La Cour suprême des États-Unis a annulé lundi un jugement en faveur de l'administration Obama qui refusait à une université catholique le droit de ne pas payer pour les moyens de contraception de ses employées, au nom de sa religion.

La plus haute instance du pays avait déjà autorisé l'an dernier la chaîne familiale de matériels d'arts créatifs Hobby Lobby à ne pas prendre en charge la contraception de ses employées au motif que cela violait ses convictions chrétiennes.

De la même manière, elle a annulé lundi un jugement contre une université catholique, University of Notre Dame, qui refuse également de financer les moyens de contraception, une prise en charge obligatoire dans le cadre de la loi sur l'assurance maladie de Barack Obama.

Ce jugement était le seul dans tout le pays qui obligeait une organisation religieuse à prendre en charge certains moyens de contraception, comme la pilule du lendemain.

Dans une brève décision rendue lundi, la haute Cour a entièrement annulé le jugement et renvoyé toute l'affaire devant une cour d'appel fédérale en lui demandant de revoir la décision à la lumière de son arrêt de juin 2014.

L'an dernier, les neuf juges, dont cinq sont conservateurs, avaient estimé que la liberté de religion s'appliquait aux entreprises comme aux individus: un employeur n'est ainsi pas tenu de payer des moyens de contraception si cela enfreint ses convictions religieuses.
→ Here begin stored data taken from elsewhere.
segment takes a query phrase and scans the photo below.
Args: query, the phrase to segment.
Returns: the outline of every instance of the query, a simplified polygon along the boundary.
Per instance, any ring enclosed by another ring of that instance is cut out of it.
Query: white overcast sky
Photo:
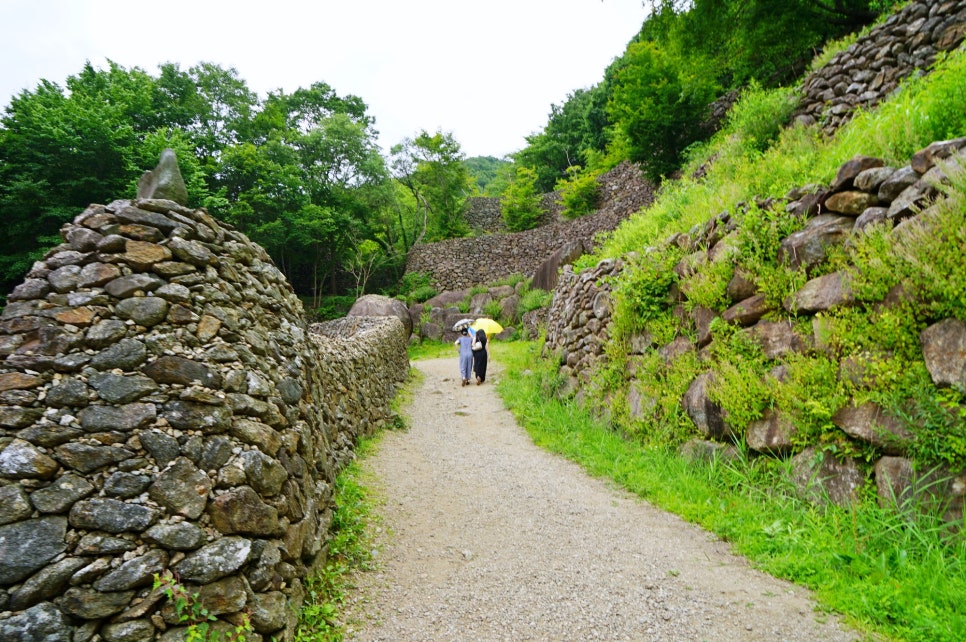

«C'est un camouflet majeur pour l'obligation faite par le gouvernement fédéral [d'assurer] la contraception», a déclaré Mark Rienzi, avocat du Becket Fund for Religious Liberty, qui a soutenu l'université catholique devant la Cour suprême.

«Depuis un an, la décision sur Notre Dame était la pierre angulaire des efforts du gouvernement pour forcer les ministères religieux à violer leurs convictions ou bien à payer une amende», a-t-il dit dans un communiqué.

La semaine dernière, la haute Cour a examiné plus globalement la survie même de la loi sur l'assurance maladie chère à Barack Obama. Pour la deuxième fois en trois ans, les neuf juges se sont montrés très divisés selon leurs préférences idéologiques sur un litige qui pourrait rendre toute la loi invalide. Ils avaient sauvé la réforme en juin 2012. Leur décision est cette fois-ci attendue fin juin.